Al contrario, edifici sacri e splendore liturgico parlano di Dio, con un potere di trascendimento della chiusura soggettiva che nessuna parola consolatoria, nessuna umana "vicinanza" hanno.
Considerare l’apparire, la manifestazione visibile e sacramentale, della Chiesa come in gran parte "cenere" è, allora, un singolare equivoco. L'idea, attinta a Karl Rahner, di “così tanta cenere sopra la brace” è, in sé, una metafora offensiva per gran parte della Chiesa: finisce col far coincidere con la "cenere" tutto, opere e istituzioni, dalla gerarchia al dogma, alla carità, per elevare arbitrariamente a "brace" i soliti protagonisti, i cosiddetti "profeti" e alcuni "martiri" sociali, e i loro ammiratori che, infatti, ora si esaltano alle parole e al lascito del cardinale.
L’idea, poi, delle dodici persone al governo della chiesa, vicine ai poveri e circondate da giovani, “in modo che lo spirito possa diffondersi ovunque”, sa di utopismo visionario. La letteratura del Novecento europeo (penso al "Maximin" di Stefan George) è ricca di giovani che aprono la storia "nuova" col passo leggero e lo sguardo puro di chi non è gravato di passato. Ma nella vitalità di una tradizione religiosa non è la condizione giovane come tale che conta. Giovanni Battista non è profeta perché giovane.
Il riferimento, nella lunga risposta centrale, ai sacramenti come "aiuto per gli uomini nel momento del cammino e nelle debolezze della vita", fa pensare a una concezione non misterica, non ontologica, dei sacramenti: non a caso il rinnovamento liturgico è fallito, smarrendo subito, nel dopoconcilio, la teologia liturgica dei Casel, degli Jungmann, dei Vagaggini, per un nuovo soggettivismo della "partecipazione" assembleare al rito.
Su un tale sfondo, le notazioni pastorali del cardinale restano orizzontali, pragmatiche, troppo "umane". A questo contribuiscono anche le domande degli autori dell’intervista, dove la Chiesa è assimilata a una organizzazione, da "curare" con "strumenti" pastorali che sono poi principalmente strategie di "esonero" morale e dogmatico.

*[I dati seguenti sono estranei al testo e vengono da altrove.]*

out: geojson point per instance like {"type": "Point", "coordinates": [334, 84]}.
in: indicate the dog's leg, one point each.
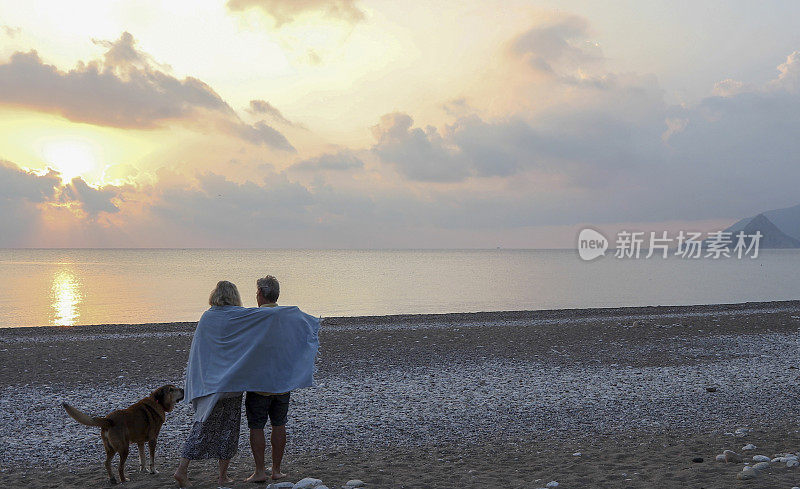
{"type": "Point", "coordinates": [123, 455]}
{"type": "Point", "coordinates": [109, 456]}
{"type": "Point", "coordinates": [141, 456]}
{"type": "Point", "coordinates": [152, 445]}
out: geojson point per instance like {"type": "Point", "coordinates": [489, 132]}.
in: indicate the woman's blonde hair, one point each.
{"type": "Point", "coordinates": [225, 294]}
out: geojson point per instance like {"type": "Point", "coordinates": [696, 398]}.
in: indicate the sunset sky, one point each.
{"type": "Point", "coordinates": [374, 124]}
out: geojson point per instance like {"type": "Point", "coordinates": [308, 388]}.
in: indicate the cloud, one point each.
{"type": "Point", "coordinates": [789, 77]}
{"type": "Point", "coordinates": [262, 107]}
{"type": "Point", "coordinates": [10, 31]}
{"type": "Point", "coordinates": [416, 154]}
{"type": "Point", "coordinates": [126, 90]}
{"type": "Point", "coordinates": [21, 194]}
{"type": "Point", "coordinates": [558, 44]}
{"type": "Point", "coordinates": [287, 11]}
{"type": "Point", "coordinates": [340, 161]}
{"type": "Point", "coordinates": [92, 200]}
{"type": "Point", "coordinates": [18, 184]}
{"type": "Point", "coordinates": [262, 133]}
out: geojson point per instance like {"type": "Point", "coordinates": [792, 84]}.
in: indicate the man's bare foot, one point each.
{"type": "Point", "coordinates": [257, 477]}
{"type": "Point", "coordinates": [181, 478]}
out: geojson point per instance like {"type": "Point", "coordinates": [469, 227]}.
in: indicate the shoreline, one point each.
{"type": "Point", "coordinates": [567, 314]}
{"type": "Point", "coordinates": [465, 399]}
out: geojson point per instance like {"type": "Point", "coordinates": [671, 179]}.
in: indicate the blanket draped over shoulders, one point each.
{"type": "Point", "coordinates": [267, 349]}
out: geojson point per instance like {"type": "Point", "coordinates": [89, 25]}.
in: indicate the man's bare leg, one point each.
{"type": "Point", "coordinates": [258, 444]}
{"type": "Point", "coordinates": [223, 472]}
{"type": "Point", "coordinates": [278, 441]}
{"type": "Point", "coordinates": [181, 474]}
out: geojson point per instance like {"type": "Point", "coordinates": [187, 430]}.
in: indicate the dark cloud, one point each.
{"type": "Point", "coordinates": [262, 107]}
{"type": "Point", "coordinates": [92, 200]}
{"type": "Point", "coordinates": [21, 193]}
{"type": "Point", "coordinates": [127, 90]}
{"type": "Point", "coordinates": [10, 31]}
{"type": "Point", "coordinates": [218, 207]}
{"type": "Point", "coordinates": [557, 45]}
{"type": "Point", "coordinates": [415, 153]}
{"type": "Point", "coordinates": [287, 11]}
{"type": "Point", "coordinates": [262, 133]}
{"type": "Point", "coordinates": [340, 161]}
{"type": "Point", "coordinates": [18, 184]}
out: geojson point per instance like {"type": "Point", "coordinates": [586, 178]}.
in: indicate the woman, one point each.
{"type": "Point", "coordinates": [215, 432]}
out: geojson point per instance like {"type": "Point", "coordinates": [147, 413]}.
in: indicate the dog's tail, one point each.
{"type": "Point", "coordinates": [85, 418]}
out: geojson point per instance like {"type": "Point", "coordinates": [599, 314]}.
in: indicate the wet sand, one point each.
{"type": "Point", "coordinates": [455, 400]}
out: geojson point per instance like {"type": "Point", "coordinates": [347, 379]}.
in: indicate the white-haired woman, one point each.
{"type": "Point", "coordinates": [215, 431]}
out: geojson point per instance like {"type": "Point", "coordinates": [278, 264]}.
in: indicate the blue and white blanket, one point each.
{"type": "Point", "coordinates": [260, 349]}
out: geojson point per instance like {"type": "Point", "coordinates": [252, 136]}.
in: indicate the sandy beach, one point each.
{"type": "Point", "coordinates": [504, 399]}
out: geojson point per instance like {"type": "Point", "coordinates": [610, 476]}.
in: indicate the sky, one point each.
{"type": "Point", "coordinates": [384, 124]}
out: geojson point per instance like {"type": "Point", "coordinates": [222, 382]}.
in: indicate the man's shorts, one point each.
{"type": "Point", "coordinates": [260, 407]}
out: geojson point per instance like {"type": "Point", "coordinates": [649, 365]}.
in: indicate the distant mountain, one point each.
{"type": "Point", "coordinates": [771, 235]}
{"type": "Point", "coordinates": [787, 220]}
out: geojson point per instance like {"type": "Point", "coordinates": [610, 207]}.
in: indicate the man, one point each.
{"type": "Point", "coordinates": [261, 406]}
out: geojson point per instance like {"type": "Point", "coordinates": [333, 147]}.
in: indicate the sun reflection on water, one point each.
{"type": "Point", "coordinates": [66, 296]}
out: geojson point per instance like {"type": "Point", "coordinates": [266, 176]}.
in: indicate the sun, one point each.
{"type": "Point", "coordinates": [71, 158]}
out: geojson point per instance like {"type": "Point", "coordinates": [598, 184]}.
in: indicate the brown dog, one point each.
{"type": "Point", "coordinates": [138, 423]}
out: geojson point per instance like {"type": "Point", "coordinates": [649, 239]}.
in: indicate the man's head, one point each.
{"type": "Point", "coordinates": [268, 290]}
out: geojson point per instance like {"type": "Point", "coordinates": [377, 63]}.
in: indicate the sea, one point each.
{"type": "Point", "coordinates": [67, 287]}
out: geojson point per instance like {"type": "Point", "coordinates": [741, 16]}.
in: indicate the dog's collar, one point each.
{"type": "Point", "coordinates": [161, 415]}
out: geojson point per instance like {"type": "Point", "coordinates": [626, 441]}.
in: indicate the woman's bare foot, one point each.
{"type": "Point", "coordinates": [257, 477]}
{"type": "Point", "coordinates": [181, 478]}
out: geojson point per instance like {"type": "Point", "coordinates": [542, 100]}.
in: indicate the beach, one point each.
{"type": "Point", "coordinates": [618, 397]}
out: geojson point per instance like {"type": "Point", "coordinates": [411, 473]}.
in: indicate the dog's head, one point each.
{"type": "Point", "coordinates": [168, 395]}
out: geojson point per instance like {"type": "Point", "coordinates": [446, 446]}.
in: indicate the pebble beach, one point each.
{"type": "Point", "coordinates": [622, 397]}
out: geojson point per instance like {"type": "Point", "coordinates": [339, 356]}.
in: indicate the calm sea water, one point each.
{"type": "Point", "coordinates": [69, 287]}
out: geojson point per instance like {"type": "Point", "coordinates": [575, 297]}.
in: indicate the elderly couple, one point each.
{"type": "Point", "coordinates": [265, 352]}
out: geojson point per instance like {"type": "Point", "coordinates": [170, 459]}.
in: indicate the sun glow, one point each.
{"type": "Point", "coordinates": [66, 296]}
{"type": "Point", "coordinates": [70, 158]}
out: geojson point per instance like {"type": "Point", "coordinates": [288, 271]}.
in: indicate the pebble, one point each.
{"type": "Point", "coordinates": [761, 466]}
{"type": "Point", "coordinates": [307, 483]}
{"type": "Point", "coordinates": [747, 473]}
{"type": "Point", "coordinates": [732, 457]}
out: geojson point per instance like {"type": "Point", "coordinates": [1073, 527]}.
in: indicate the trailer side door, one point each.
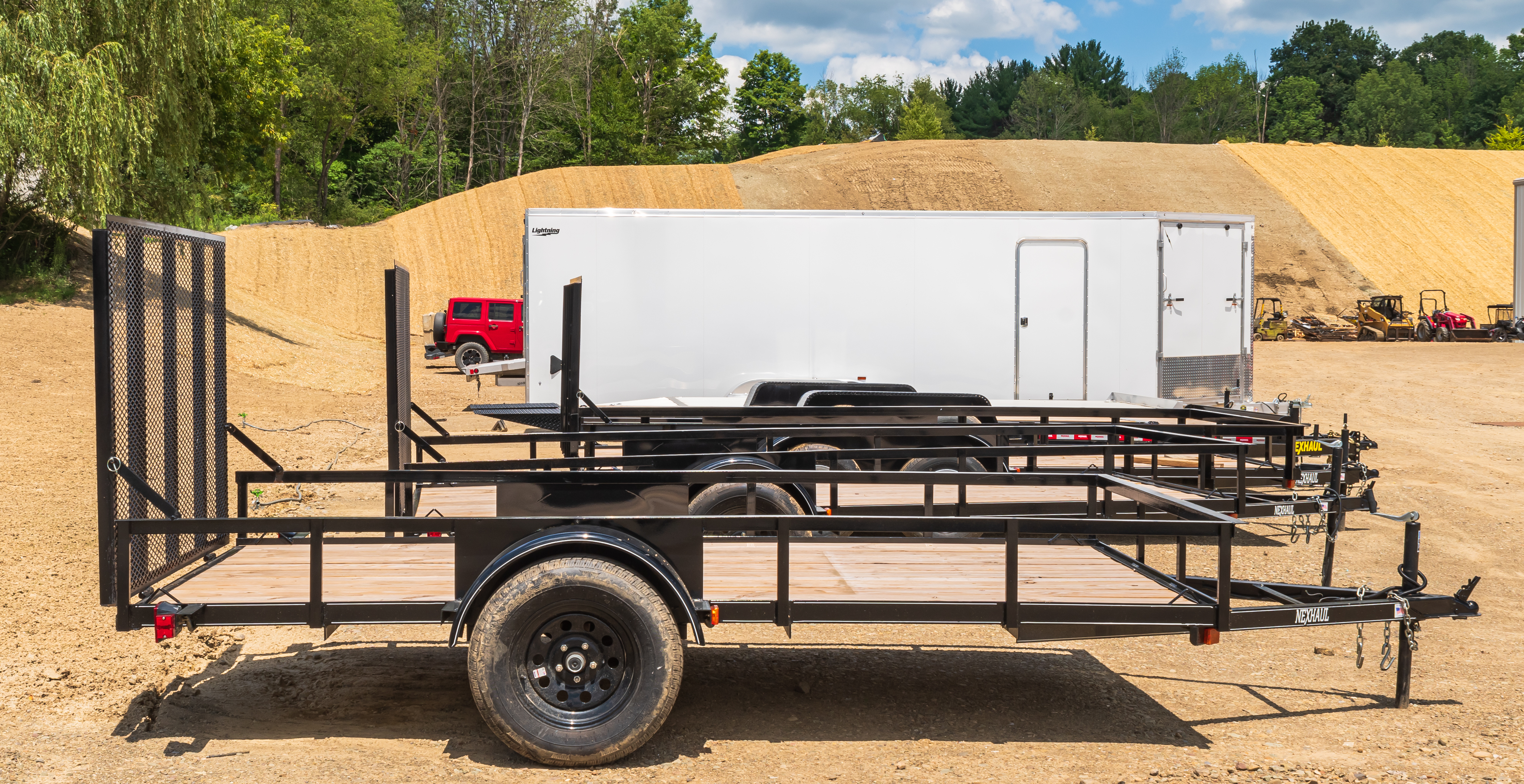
{"type": "Point", "coordinates": [1202, 310]}
{"type": "Point", "coordinates": [1052, 319]}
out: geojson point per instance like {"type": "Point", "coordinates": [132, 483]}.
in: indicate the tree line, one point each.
{"type": "Point", "coordinates": [345, 112]}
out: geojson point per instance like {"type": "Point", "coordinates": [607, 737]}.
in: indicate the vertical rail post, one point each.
{"type": "Point", "coordinates": [1013, 576]}
{"type": "Point", "coordinates": [315, 604]}
{"type": "Point", "coordinates": [1410, 581]}
{"type": "Point", "coordinates": [571, 361]}
{"type": "Point", "coordinates": [106, 419]}
{"type": "Point", "coordinates": [784, 614]}
{"type": "Point", "coordinates": [1225, 578]}
{"type": "Point", "coordinates": [1337, 517]}
{"type": "Point", "coordinates": [1241, 501]}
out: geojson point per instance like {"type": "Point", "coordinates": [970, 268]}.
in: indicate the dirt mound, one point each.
{"type": "Point", "coordinates": [307, 302]}
{"type": "Point", "coordinates": [1293, 262]}
{"type": "Point", "coordinates": [1409, 220]}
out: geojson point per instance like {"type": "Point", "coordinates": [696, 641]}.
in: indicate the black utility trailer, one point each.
{"type": "Point", "coordinates": [578, 590]}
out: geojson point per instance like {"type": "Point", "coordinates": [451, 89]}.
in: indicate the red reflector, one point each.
{"type": "Point", "coordinates": [164, 628]}
{"type": "Point", "coordinates": [1205, 637]}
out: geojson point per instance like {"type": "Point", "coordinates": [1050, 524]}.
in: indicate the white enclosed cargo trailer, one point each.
{"type": "Point", "coordinates": [1031, 307]}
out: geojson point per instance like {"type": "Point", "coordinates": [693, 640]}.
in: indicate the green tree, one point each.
{"type": "Point", "coordinates": [920, 121]}
{"type": "Point", "coordinates": [921, 90]}
{"type": "Point", "coordinates": [1170, 92]}
{"type": "Point", "coordinates": [1298, 110]}
{"type": "Point", "coordinates": [679, 86]}
{"type": "Point", "coordinates": [1092, 69]}
{"type": "Point", "coordinates": [348, 77]}
{"type": "Point", "coordinates": [1049, 105]}
{"type": "Point", "coordinates": [984, 109]}
{"type": "Point", "coordinates": [1336, 55]}
{"type": "Point", "coordinates": [1225, 98]}
{"type": "Point", "coordinates": [770, 104]}
{"type": "Point", "coordinates": [1506, 136]}
{"type": "Point", "coordinates": [1394, 107]}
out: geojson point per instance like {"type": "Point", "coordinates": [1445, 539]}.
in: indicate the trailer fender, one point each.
{"type": "Point", "coordinates": [748, 462]}
{"type": "Point", "coordinates": [586, 540]}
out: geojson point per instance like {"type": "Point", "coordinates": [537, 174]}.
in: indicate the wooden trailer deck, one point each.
{"type": "Point", "coordinates": [481, 501]}
{"type": "Point", "coordinates": [833, 570]}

Lascio per ultima la battuta: "La Chiesa è rimasta indietro di 200 anni". Nei lontani anni Sessanta – anni che nelle rievocazioni dell’imminente cinquantenario conciliare sarà opportuno trattare con la severità che meritano – simili stereotipi erano il pane quotidiano dell'eloquio "riformatore" e secolarista. Ma oggi non hanno più senso, dopo mezzo secolo di fallimenti di quelle teologie improvvisate e soprattutto dopo mezzo secolo di chiarimenti critici sulla modernità. Il metro evoluzionistico che ci fa misurare avanzamenti o ritardi culturali tra contemporanei non ha consistenza filosofica e la modernità non deve godere di nessun privilegio.
La debolezza di fronte alle obiezioni dei moderni è una sindrome che ha colpito molti nel corso del Concilio. Il cardinale Martini ha parlato spesso del "non credente" che era in lui. Certo: chi non ha vissuto o non vive questa dialettica? Ma altro è scoprire in se stessi ragioni e sofferenze del non credere, altro è "ospitare" in sé esistenzialmente il non credente, dargli uno spazio, lasciargli occupare legittimamente il "foro interno". Qui sta l'equivoco di Martini come di molte generazioni e intelligenze cristiane.
Mi si dice: vanno criticati gli stereotipi, non la santa, amata, persona del cardinale gesuita. Ma non ci si impedisca di vedere che quella santa persona non è stata in grado di evitare a se stesso di proporre alla Chiesa e ai "lontani" proprio quei ripetitivi enunciati che i "lontani" conoscevano a memoria, provenendo da loro.
Lo stesso richiamo a non avere "paura" del nuovo è uno dei più triti, e non coincide davvero con il memorabile "non abbiate paura" di Giovanni Paolo II, anzi, ha il significato opposto.
Equivocare la cura cattolica per principi e verità e vita – cardini del magistero degli ultimi papi – con una "reazione di paura" di fronte al nuovo, è rovesciamento della realtà.